Westlake Governance Limited is excited to announce our partnership with Australian firm Peakstone Global Pty Limited. Together we can provide even more comprehensive governance, risk and compliance solutions to our customers.

Welcome to my blog on Chairing the Board


Three things they don’t teach you at ‘Board Boot Camp’

Nobody’s born a director. We don’t grow into being a governor, the way we do with walking, talking, parenting and even, to some degree, making a success of a job. All of these are essentially skills we learn as individuals.

Becoming an effective director requires a range of technical, social and communication skills, where we learn to contribute as one of a group, rather than with individual authority.

When a new member joins your board, you want them to contribute as soon as possible. This is as true for a small for-purpose board as for a large, complex corporate enterprise. They need to understand, at least, their role and legal responsibilities as directors, the organisation they’re joining and the industry you operate in.

Over the years, though, I’ve realised that a few things – ways we approach the role – aren’t typically taught, but can make a huge difference to how well a director contributes and how effectively your board functions.

  1. From I to We

    • Governance differs from management in one vital respect: when you’re a member of a board, you do almost nothing as an individual, and everything as a collective. New board members are often surprised – sometimes even disillusioned – to discover that they have no power as individuals to make decisions for the organisation, to impose their own agenda or to instruct management. Working collectively, however, the board has all the powers it needs to do these things.

    • This may also have something to do with why the best CEOs don’t always transition to being the best directors or board chairs. After all, they’ve been used to exercising individual responsibility, often as the boss, for much of their career.

  2. From ‘What’ to ‘So What’ and ‘What If’

    • For many board, too much of our briefing pack typically comprise unprocessed data, granular financial tables and a level of detail that sucks us into the operational weeds: the more detail management provides, the more directors feel invited to dig one level deeper.

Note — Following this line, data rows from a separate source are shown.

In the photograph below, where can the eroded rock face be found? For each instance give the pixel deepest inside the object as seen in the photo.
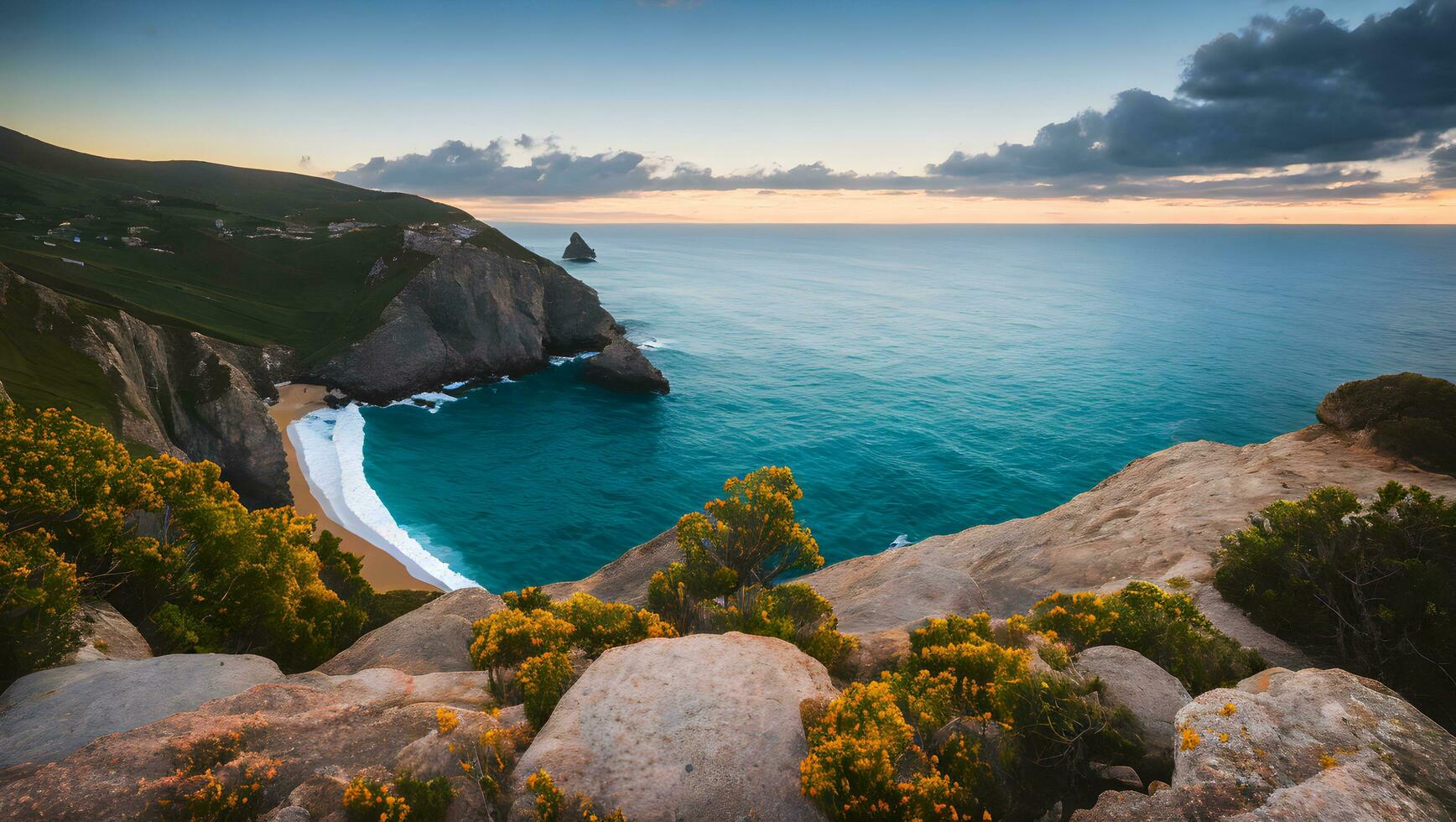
(625, 578)
(469, 313)
(178, 392)
(429, 639)
(577, 249)
(1407, 415)
(1152, 695)
(622, 367)
(1309, 745)
(47, 715)
(322, 731)
(1157, 518)
(107, 635)
(694, 728)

    • What we need is less ‘what’ and more ‘so, what’ and ‘what if …’. In other words, we need more analysis that tells us the implications rather than simply the facts: for example, what does this information mean for our strategy and our risks? This is where the board’s main focus should be, rather than spending more valuable time looking in depth at last month’s management reports.

    • The important follow up to these first two questions is ‘what next’: what should we do about it? The result of getting this right will be a board engaged in building the future organisation, rather than focusing on the present and the past – with board papers to match. After all, the future is the only place where we can add value and change things.

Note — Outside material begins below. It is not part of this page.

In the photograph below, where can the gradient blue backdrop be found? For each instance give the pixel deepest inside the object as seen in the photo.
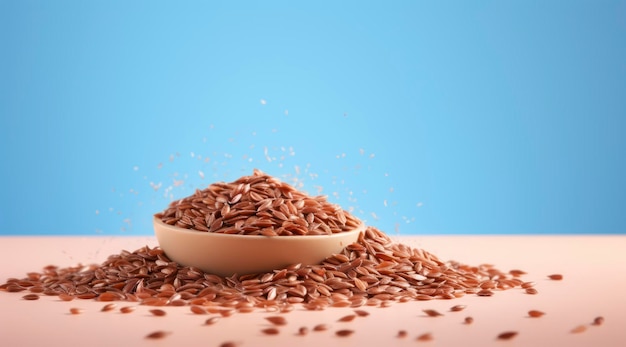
(420, 117)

  3. From Cognitive Diversity to Collective Responsibility

    • The third item, that’s seldom highlighted, is the mind-shift that needs to occur at the moment we make a decision. Up to this point, we typically seek out a range of views, ‘cognitive diversity’ or different ways of thinking about a problem, with the aim of reaching the best consensus solution. After the debate, though, and from the moment the board decides an issue, all board members need to accept their collective responsibility – whether or not they personally have agreed with the decision.

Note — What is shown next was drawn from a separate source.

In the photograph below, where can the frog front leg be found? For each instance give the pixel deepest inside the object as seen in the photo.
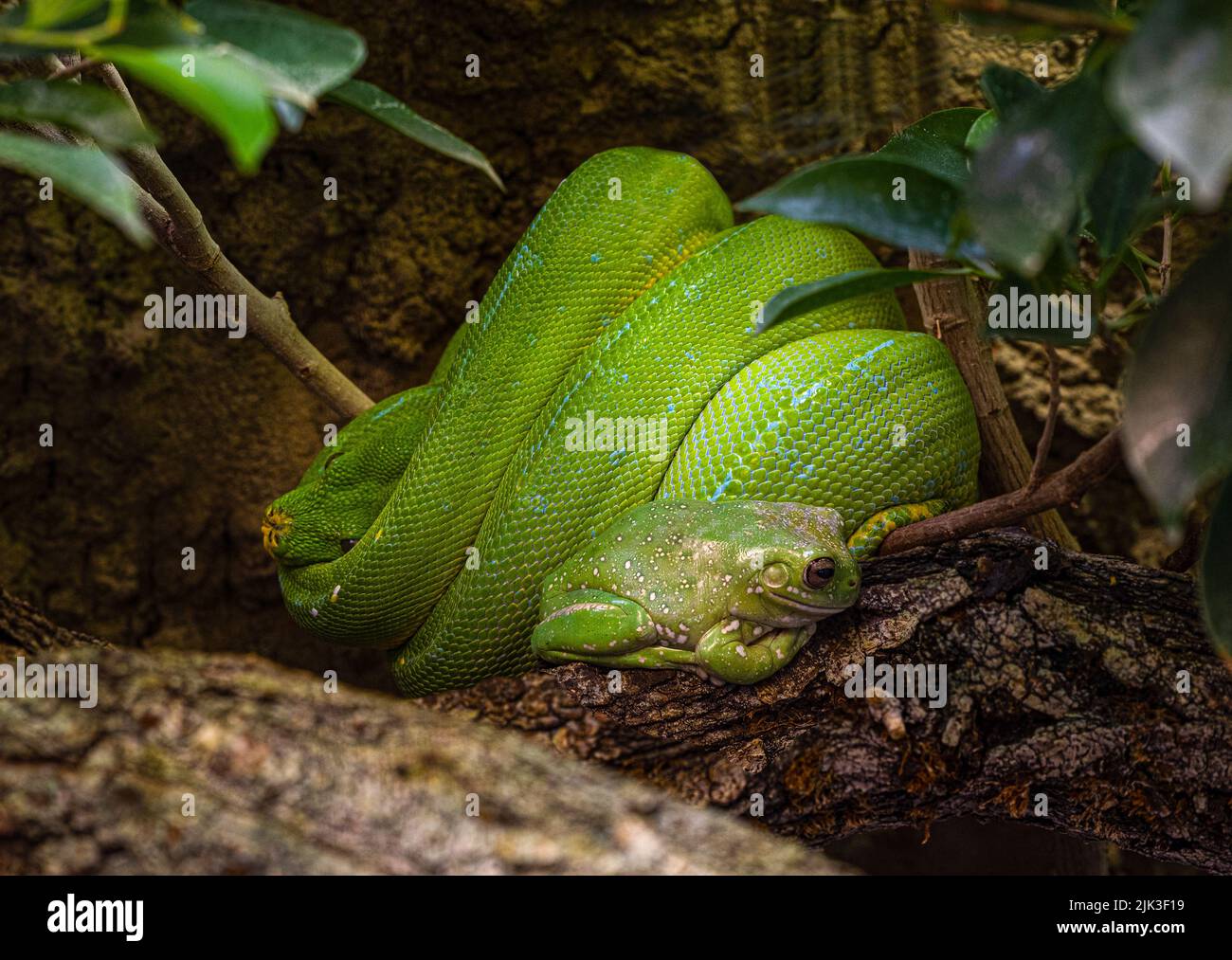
(728, 652)
(604, 628)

    • Breaching this fundamental principle damages any board’s cohesion and credibilty;  for example, letting it be known that one didn’t agree, or undermining or trying to relitigate the decision at your next board meeting.

    • If you disagree strongly enough with the board’s decision, you have two choices: you can ask that the minutes record your dissenting view – and then get over it. However, if you really can’t accept or get over it – perhaps you see a legal, ethical or reputation risk that your colleagues don’t – then your only real option is to think about whether you should continue on that board, or whether to step away. It’s a big step, and not one to take lightly, but you always need to keep that option up your sleeve for such a moment.

On its own, each of these may seem a small point. Looking back, though, how I wish that some wiser, more experienced director had opened my eyes to them far earlier.

Finally today, a fourth point for any new board member (and some not so new):

  • Remember, it’s quality of your questions, not the length of your lectures, that will make the difference in the boardroom.